Edit related to #Ryan :
1- Yes. this file demonestrates rainfall over a large area. I want to cut it into smaller area -similar area of file related to q2- and compare them uusing bias, RMSE, etc. here is full information related to this file:
<xarray.Dataset>
Dimensions: (time: 2976, x: 701, y: 401)
Coordinates:
* time (time) datetime64[ns] 2016-08-31T23:45:00
* y (y) int32 220000 221000 ... 619000 620000
* x (x) int32 20000 21000 ... 719000 720000
lat (y, x) float64 dask.array<shape=(401, 701),chunksize=(401, 701)>
lon (y, x) float64 dask.array<shape=(401, 701), chunksize=(401, 701)
Data variables:
RR (time, y, x) float32 dask.array<shape=(2976, 401, 701), chunksize=(2976, 401, 701)>
lambert_conformal_conic int32 ...
Conventions: CF-1.5
edit related to #Ryan :2- And here it is the full information about the second file (Smaller area):
<xarray.DataArray 'Precip' (time: 8928, Y: 75, X: 110)>
dask.array<shape=(8928, 75, 110), dtype=float32, chunksize=(288, 75, 110)>
Coordinates:
sensor_height_precip float32 1.5
sensor_height_P float32 1.5
* X (X) float32 557600.0 557800.0 ... 579200.0 579400.0
* Y (Y) float32 5190600.0 5190800.0 ... 5205400.0
* time (time) datetime64[ns] 2007-01-31T23:55:00
Attributes:
grid_mapping: UTM33N
ancillary_variables: QFlag_Precip QGrid_Precip
long_name: Precipitation Amount
standard_name: precipitation_amount
cell_methods: time:sum
units: mm
In problem 1), it is not possible to convert lon and lat to dimension coordinates, because they are two-dimensional (both have dimension x, y). Dimension coordinates, used for slicing, can only be one-dimensional. If you can be more specific about what you want to do after slicing, we can provide more suggestions about how to proceed. Do you want to select a particular latitude / longitude range and then calculate some statistics (e.g. mean / variance)?
In problem 2) it looks like you have a map projection. Without more information about the projection, it is impossible to convert to lat / lon coordinates or plot on a map. Is there more information contained in your dataset about the map projection used? Can you post the full output of print(ds)?

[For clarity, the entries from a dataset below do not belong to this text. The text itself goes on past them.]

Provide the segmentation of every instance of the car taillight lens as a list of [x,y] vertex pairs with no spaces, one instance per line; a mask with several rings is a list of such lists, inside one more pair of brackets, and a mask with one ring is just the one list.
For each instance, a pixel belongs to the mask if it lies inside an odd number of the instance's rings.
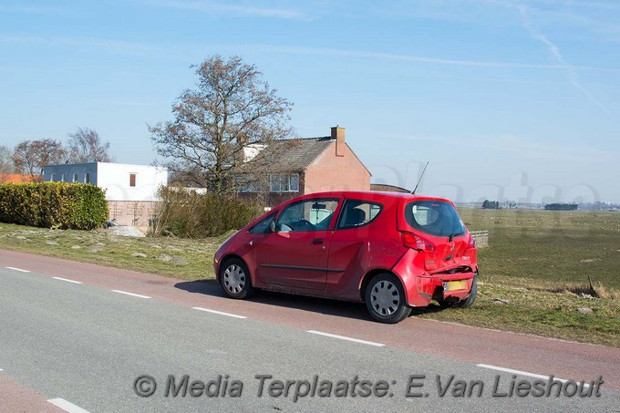
[[422,238],[412,232],[402,232],[403,244],[406,247],[418,251],[435,251],[435,244],[426,238]]
[[476,246],[476,239],[470,233],[470,239],[467,242],[468,248],[474,248]]

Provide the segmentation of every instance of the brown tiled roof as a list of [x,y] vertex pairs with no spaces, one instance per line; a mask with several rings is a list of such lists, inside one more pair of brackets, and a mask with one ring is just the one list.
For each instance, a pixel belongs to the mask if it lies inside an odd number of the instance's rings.
[[261,169],[271,172],[301,172],[335,142],[331,137],[295,138],[270,142],[242,170]]
[[396,185],[389,185],[388,183],[371,183],[370,191],[378,191],[382,192],[410,192],[409,190]]

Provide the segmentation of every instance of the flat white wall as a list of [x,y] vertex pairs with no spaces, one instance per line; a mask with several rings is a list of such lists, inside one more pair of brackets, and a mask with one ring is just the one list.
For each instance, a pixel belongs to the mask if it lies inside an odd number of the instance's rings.
[[43,181],[73,182],[77,175],[78,182],[87,183],[87,173],[90,174],[90,183],[97,185],[97,162],[46,166],[43,169]]
[[[108,201],[156,201],[157,190],[168,185],[165,168],[107,162],[97,165],[97,185],[106,190]],[[130,185],[132,174],[136,176],[135,186]]]
[[[90,183],[106,190],[106,200],[111,201],[156,201],[157,191],[168,185],[168,170],[165,168],[131,165],[127,163],[72,163],[49,165],[44,168],[44,181],[86,182],[86,174],[90,174]],[[135,174],[135,186],[131,186],[130,176]],[[53,178],[53,179],[52,179]]]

I have solved my problem with your help. Thanks a lot.
I could change the coords of both data sets to lon/lat using PYPROJ as #Bart mentioned. creating meshgid from original and projected coordinates was the key point.
from pyproj import Proj
nxv, nyv = np.meshgrid(nx, ny)
unausp = Proj('+proj=lcc +lat_1=49 +lat_2=46 +lat_0=47.5 +lon_0=13.33333333333333 +x_0=400000 +y_0=400000 +ellps=bessel +towgs84=577.326,90.129,463.919,5.137,1.474,5.297,2.4232 +units=m +no_defs ')

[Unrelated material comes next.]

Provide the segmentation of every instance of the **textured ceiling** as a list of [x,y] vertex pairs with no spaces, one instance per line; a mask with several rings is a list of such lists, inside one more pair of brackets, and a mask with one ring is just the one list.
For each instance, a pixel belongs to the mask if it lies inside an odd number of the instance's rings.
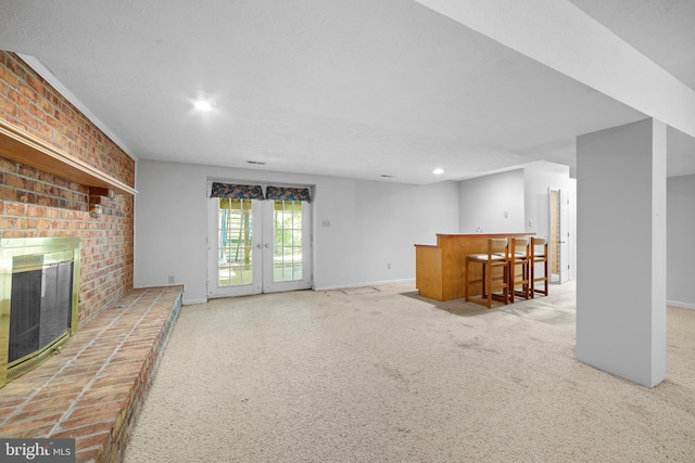
[[[695,85],[695,2],[572,3]],[[576,136],[646,117],[407,0],[3,0],[0,49],[138,159],[429,183],[573,166]],[[669,172],[695,173],[671,139]]]

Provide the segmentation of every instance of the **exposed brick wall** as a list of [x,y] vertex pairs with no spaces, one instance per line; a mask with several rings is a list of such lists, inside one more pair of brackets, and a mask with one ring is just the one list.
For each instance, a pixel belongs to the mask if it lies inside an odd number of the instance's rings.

nlons, nlats = unausp(nxv, nyv, inverse=True)
upLon, upLat = np.meshgrid(nlons,nlats)
Since I want to compare two rainfall data sets with different spatial resolution (different grid size), I have to upscale one of them by using xarray interpolation:
upnew_lon = np.linspace(w.X[0], w.X[-1], w.dims['X'] // 5)
upnew_lat = np.linspace(w.Y[0], w.Y[-1], w.dims['Y'] //5)

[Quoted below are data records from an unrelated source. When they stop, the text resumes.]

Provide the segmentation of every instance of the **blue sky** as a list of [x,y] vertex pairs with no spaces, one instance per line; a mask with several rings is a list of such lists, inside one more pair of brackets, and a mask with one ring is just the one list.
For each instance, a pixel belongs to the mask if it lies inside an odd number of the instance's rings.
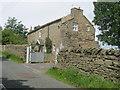
[[[10,0],[11,1],[11,0]],[[15,2],[16,1],[16,2]],[[70,14],[70,9],[80,7],[83,14],[92,22],[94,18],[93,0],[13,0],[0,2],[0,25],[4,26],[8,17],[16,17],[18,21],[30,28],[43,25],[49,21],[61,18]],[[69,1],[69,2],[68,2]],[[99,31],[96,28],[96,35]],[[97,38],[96,38],[97,40]],[[102,46],[103,47],[103,46]],[[103,48],[110,48],[104,46]]]

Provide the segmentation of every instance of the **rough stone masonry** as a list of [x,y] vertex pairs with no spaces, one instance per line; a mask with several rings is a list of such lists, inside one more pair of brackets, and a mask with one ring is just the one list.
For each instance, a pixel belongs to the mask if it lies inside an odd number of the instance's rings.
[[120,80],[120,51],[100,48],[63,49],[57,56],[58,66],[104,77],[111,81]]

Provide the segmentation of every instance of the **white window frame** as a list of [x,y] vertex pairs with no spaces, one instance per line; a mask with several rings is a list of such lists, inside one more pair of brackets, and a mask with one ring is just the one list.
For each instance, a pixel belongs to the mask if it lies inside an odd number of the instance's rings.
[[78,31],[78,23],[73,23],[73,31]]
[[41,32],[39,32],[39,37],[42,37],[42,33]]
[[90,31],[90,25],[86,24],[86,26],[87,26],[87,31]]

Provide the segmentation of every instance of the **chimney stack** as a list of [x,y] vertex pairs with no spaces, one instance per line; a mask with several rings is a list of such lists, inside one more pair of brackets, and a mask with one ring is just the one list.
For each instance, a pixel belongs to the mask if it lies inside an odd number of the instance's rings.
[[74,7],[71,9],[71,14],[73,16],[83,15],[83,10],[80,7],[78,7],[78,8]]

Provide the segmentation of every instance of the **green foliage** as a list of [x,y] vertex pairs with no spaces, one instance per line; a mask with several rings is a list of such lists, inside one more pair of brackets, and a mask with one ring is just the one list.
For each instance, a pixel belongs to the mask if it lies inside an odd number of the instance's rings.
[[27,41],[19,34],[13,33],[11,29],[2,31],[2,44],[26,44]]
[[79,88],[118,88],[118,83],[106,81],[102,77],[86,75],[72,69],[62,70],[53,67],[46,74]]
[[120,48],[120,2],[94,2],[94,7],[93,22],[101,31],[98,39]]
[[15,17],[9,17],[5,23],[5,29],[12,30],[13,33],[19,34],[23,38],[26,38],[27,28],[21,24],[21,21],[17,22]]
[[16,63],[23,63],[22,58],[8,52],[2,52],[2,57],[9,58],[11,61]]
[[2,41],[2,30],[0,30],[0,44],[1,44],[1,41]]
[[47,53],[52,53],[52,41],[49,37],[46,37],[45,46]]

uppds = w.interp(Y=upnew_lat, X=upnew_lon)
AS far as I know, this interpolation is based on linear interpolation. I compared upscaled data set with the original one. The mean of rainfall decreases about 0.03mm/day after upscaling. I just want to know do you think this upscaling method for sub-hourly rainfall is reliable?